I'm not saying one is better than the other; only that they are very similar, but different.

426 Comments

Hi Ben

Thanks for the heads up on JWT.
I learnt the other day that JWT's should never send sensitive data, like passwords, because the payload is only encoded, not encrypted.
This was partly why I built a JWE library.
Anyway, I was then thinking, if the whole point of a JWT is not to contain sensitive data, then maybe the idea of creating one with an encrypted payload, goes somewhat against the JWT paradigm?
Now, am I right in thinking that the whole point of a JWT, is to add a User UUID into the payload? If someone tries to modify the payload value, then the JWT will not authenticate. As oppose to just sending a User UUID as an endpoint request param, which could be tampered with, without the server being able to assess, it's authenticity.

15,608 Comments

@Charles,

So, my knowledge about JWTs is not very deep. But, I do believe that they have something in the protocol to allow for encryption. But, that may have been something they added later on - so, to your point, most people avoid adding sensitive data in the payload.

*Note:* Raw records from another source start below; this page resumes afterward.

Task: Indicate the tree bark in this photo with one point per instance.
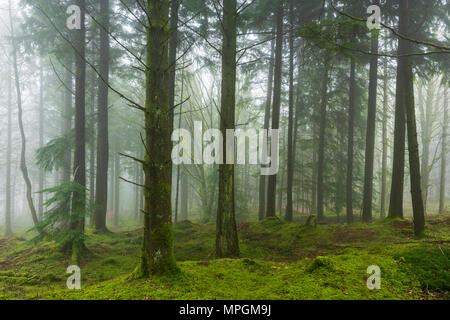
(290, 145)
(101, 187)
(227, 244)
(426, 126)
(8, 213)
(321, 148)
(117, 189)
(262, 178)
(398, 166)
(23, 165)
(413, 145)
(351, 119)
(79, 162)
(443, 154)
(41, 140)
(67, 115)
(272, 185)
(157, 248)
(384, 144)
(174, 8)
(370, 133)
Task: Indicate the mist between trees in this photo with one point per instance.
(88, 115)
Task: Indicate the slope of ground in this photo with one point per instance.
(278, 261)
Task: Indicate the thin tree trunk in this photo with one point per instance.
(384, 143)
(23, 165)
(350, 142)
(67, 118)
(290, 145)
(184, 197)
(321, 150)
(79, 163)
(398, 166)
(117, 189)
(370, 133)
(227, 244)
(272, 185)
(8, 227)
(41, 140)
(443, 154)
(426, 125)
(413, 145)
(262, 178)
(101, 188)
(174, 8)
(92, 150)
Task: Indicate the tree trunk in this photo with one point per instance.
(184, 197)
(92, 151)
(101, 187)
(443, 154)
(290, 145)
(174, 7)
(227, 244)
(117, 189)
(370, 133)
(262, 178)
(351, 119)
(413, 145)
(157, 248)
(23, 165)
(79, 162)
(384, 144)
(41, 140)
(8, 227)
(271, 188)
(67, 118)
(321, 150)
(426, 125)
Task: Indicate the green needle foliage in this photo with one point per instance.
(60, 215)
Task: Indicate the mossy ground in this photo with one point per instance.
(278, 261)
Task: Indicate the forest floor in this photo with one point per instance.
(278, 261)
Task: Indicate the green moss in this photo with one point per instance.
(279, 261)
(430, 265)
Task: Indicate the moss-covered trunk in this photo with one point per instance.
(227, 244)
(157, 251)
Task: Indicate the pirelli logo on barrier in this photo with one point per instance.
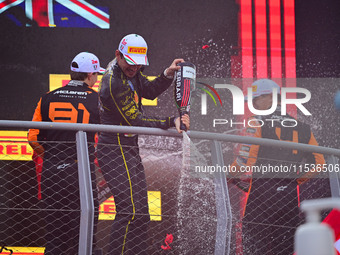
(60, 80)
(137, 50)
(14, 146)
(107, 209)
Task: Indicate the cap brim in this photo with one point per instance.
(137, 60)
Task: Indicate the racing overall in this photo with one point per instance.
(73, 103)
(118, 153)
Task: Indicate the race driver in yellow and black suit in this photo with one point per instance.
(272, 214)
(122, 87)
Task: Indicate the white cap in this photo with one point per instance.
(263, 87)
(134, 49)
(87, 63)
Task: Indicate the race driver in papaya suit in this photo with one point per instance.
(272, 214)
(121, 89)
(76, 102)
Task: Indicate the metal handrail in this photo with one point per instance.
(169, 132)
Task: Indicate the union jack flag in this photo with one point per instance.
(58, 13)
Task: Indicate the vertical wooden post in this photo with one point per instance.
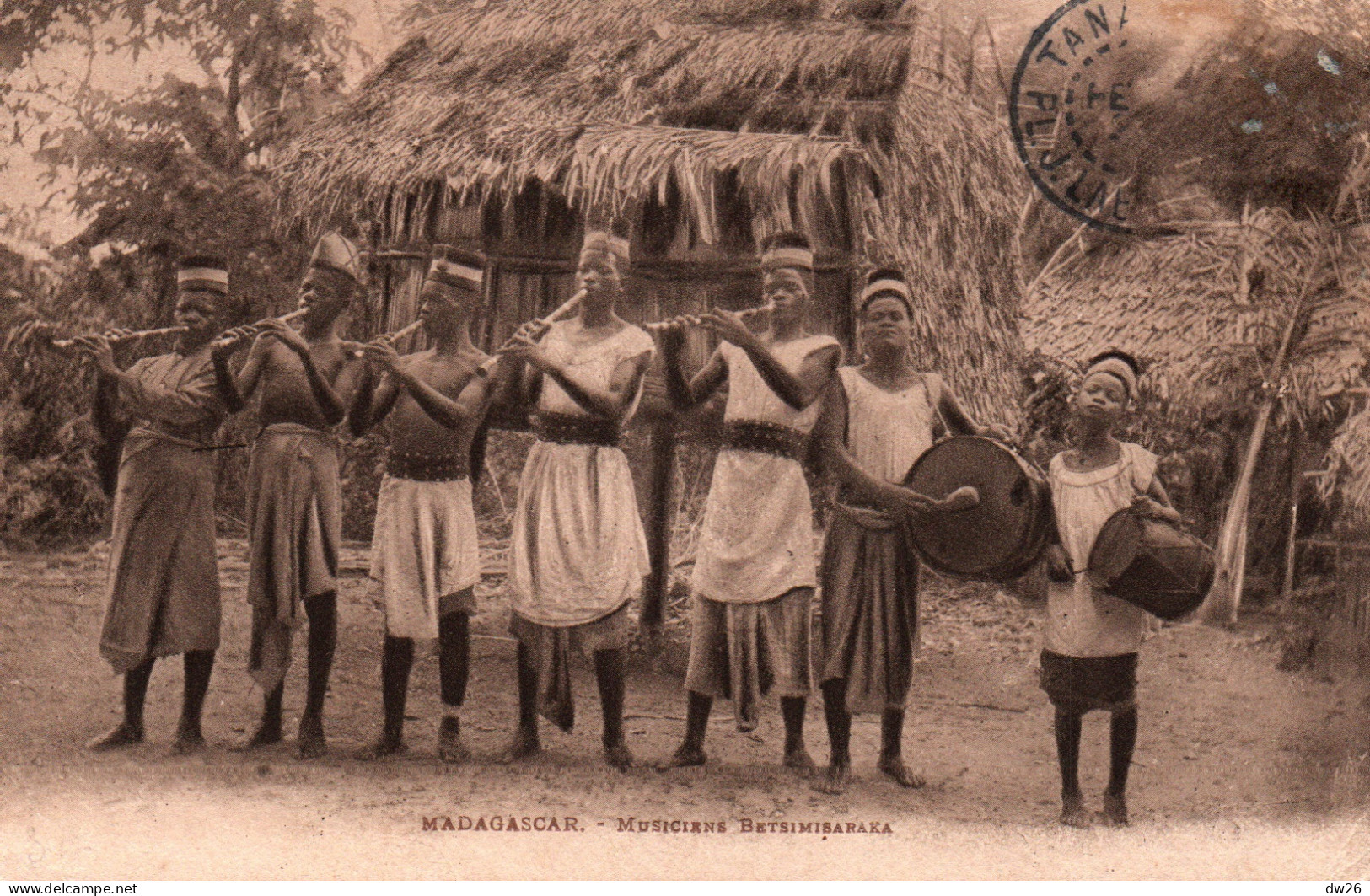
(659, 519)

As far as adding a User Identifer into the payload, I think that is the majority use-case. The idea is that you're making a "claim" about who someone / something is; and, to make sure that someone can't mess with that claim and / or impersonate another person.

But, I'm just speaking high-level here - I haven't done too much with JWTs.

426 Comments

Thanks very much for that confirmation. Its always good to understand correct methodology.
I suddenly realized the other day that I was sending User UUIDs, in the endpoint request param and also in the JWT.
And I was thinking, something doesn't feel right about this.
Why have the same identifier sent, using two different mechanisms? I then had a Eureka moment and ended up removing all the identifiers in the URL.
Its only taken me 20 years to understand this fact! 😀

15,608 Comments

@Charles,

Its only taken me 20 years to understand this fact!

Ha ha, this is the story of the engineer 🤩 I'm right there with you - leaning and re-learning stuff every day.